Bindusara The second Mauryan emperor was Bindusara, who came to the throne about 297 BC. Greek sources refer to him as Amitrochates, the Greek for the Sanskrit amitraghata, the "destroyer of foes." This name perhaps reflects a successful campaign in the Deccan, Candra Gupta having already conquered northern India. Bindusara's campaign stopped in the vicinity of Karnataka, probably because the territories of the extreme south, such as those of the Colas, Pandyas, and Ceras, were well-disposed in their relations toward the Mauryas.
Ashoka and his successors Bindusara was succeeded by his son Ashoka, either directly in 272 BC or, after an interregnum of four years, in 268 BC (some historians say c. 265 BC). Ashoka's reign is comparatively well documented. He issued a large number of edicts, which were inscribed in many parts of the empire and were composed in Prakrit, Greek, and Aramaic, depending on the language current in a particular region. Greek and Aramaic inscriptions are limited to Afghanistan and the trans-Indus region.

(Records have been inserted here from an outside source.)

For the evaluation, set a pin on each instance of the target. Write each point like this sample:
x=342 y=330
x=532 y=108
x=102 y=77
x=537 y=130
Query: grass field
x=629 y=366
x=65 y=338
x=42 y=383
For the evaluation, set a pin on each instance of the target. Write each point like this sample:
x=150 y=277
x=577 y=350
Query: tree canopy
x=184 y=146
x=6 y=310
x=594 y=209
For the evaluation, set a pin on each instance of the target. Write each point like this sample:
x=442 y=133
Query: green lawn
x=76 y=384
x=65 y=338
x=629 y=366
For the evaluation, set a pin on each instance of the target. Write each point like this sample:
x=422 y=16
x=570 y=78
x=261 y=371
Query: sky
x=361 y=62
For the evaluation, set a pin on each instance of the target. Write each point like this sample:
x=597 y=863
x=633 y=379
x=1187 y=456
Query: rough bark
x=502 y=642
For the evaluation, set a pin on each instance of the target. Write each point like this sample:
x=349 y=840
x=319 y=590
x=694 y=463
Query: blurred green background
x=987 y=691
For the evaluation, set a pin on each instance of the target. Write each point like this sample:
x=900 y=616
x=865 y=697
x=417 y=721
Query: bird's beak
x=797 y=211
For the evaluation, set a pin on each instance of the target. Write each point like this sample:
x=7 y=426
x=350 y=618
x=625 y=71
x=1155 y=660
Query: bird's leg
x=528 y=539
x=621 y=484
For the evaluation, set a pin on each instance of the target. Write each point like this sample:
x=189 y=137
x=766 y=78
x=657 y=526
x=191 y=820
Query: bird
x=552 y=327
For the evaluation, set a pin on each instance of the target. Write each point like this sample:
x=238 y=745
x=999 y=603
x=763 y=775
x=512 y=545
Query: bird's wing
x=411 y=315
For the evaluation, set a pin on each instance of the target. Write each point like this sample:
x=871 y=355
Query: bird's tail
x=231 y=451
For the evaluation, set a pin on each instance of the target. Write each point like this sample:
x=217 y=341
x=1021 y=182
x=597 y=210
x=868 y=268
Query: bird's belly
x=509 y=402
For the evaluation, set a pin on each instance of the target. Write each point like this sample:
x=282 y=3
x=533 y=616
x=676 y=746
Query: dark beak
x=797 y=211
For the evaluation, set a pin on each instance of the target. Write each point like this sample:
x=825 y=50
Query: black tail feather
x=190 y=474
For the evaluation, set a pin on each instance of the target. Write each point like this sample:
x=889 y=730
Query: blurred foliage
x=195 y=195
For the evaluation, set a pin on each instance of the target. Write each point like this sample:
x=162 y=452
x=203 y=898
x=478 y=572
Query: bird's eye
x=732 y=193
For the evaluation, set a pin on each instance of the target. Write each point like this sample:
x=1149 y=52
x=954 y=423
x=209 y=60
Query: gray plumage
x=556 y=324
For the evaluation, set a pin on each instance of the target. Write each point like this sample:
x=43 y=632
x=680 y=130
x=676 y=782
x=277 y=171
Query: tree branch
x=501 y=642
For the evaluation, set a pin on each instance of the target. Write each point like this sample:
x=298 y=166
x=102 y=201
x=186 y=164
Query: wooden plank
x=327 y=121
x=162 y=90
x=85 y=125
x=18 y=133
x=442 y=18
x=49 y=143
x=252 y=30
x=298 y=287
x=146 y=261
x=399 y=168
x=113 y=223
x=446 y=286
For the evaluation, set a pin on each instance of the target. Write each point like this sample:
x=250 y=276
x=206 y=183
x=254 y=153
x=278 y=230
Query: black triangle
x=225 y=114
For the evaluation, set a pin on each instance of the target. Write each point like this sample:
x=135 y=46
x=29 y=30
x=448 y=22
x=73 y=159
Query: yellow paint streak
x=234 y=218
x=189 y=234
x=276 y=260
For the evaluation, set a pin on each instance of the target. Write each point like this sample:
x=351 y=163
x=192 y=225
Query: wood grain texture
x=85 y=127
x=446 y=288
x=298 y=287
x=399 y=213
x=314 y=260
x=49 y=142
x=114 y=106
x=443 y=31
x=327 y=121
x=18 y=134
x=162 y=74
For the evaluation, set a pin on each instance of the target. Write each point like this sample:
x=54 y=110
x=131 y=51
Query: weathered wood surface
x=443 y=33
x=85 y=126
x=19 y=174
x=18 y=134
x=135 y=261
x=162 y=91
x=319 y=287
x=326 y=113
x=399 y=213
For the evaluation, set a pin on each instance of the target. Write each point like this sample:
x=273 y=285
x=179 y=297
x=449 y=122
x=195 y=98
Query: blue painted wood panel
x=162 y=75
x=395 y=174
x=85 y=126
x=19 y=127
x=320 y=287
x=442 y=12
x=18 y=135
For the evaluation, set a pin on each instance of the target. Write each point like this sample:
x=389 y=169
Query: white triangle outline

The first major event in Ashoka's reign, which he describes in an edict, was a campaign against Kalinga in 260 BC. The suffering that resulted caused him to reevaluate the notion of conquest by violence, and gradually he was drawn to the Buddhist religion. About 12 years after his accession, he began issuing edicts at regular intervals. In one he referred to five Greek kings who were his neighbours and contemporaries and to whom he sent envoys--these were Antiochus II Theos of Syria, the grandson of Seleucus I Nicator; Ptolemy II Philadelphus of Egypt; Antigonus II Gonatas of Macedonia; Magas of Cyrene; and Alexander (of either Epirus or Corinth). This reference has become the bedrock of Mauryan chronology. Local tradition asserts that he had contacts with Khotan and Nepal. Close relations with Tissa, the king of Sri Lanka, were furthered by the fact that Mihinda, Ashoka's son (or his younger brother according to some sources), was the first Buddhist missionary on the island.
Ashoka ruled for 37 years. After his death a political decline set in, and half a century later the empire was reduced to the Ganges Valley alone. Tradition asserts that Ashoka's son Kunala ruled in Gandhara. Epigraphic evidence indicates that his grandson Dasharatha ruled in Magadha. Some historians have suggested that his empire was bifurcated. In 185 BC the last of the Mauryas, Brhadratha, was assassinated by his Brahman commander in chief, Pusyamitra, who founded the Shunga dynasty.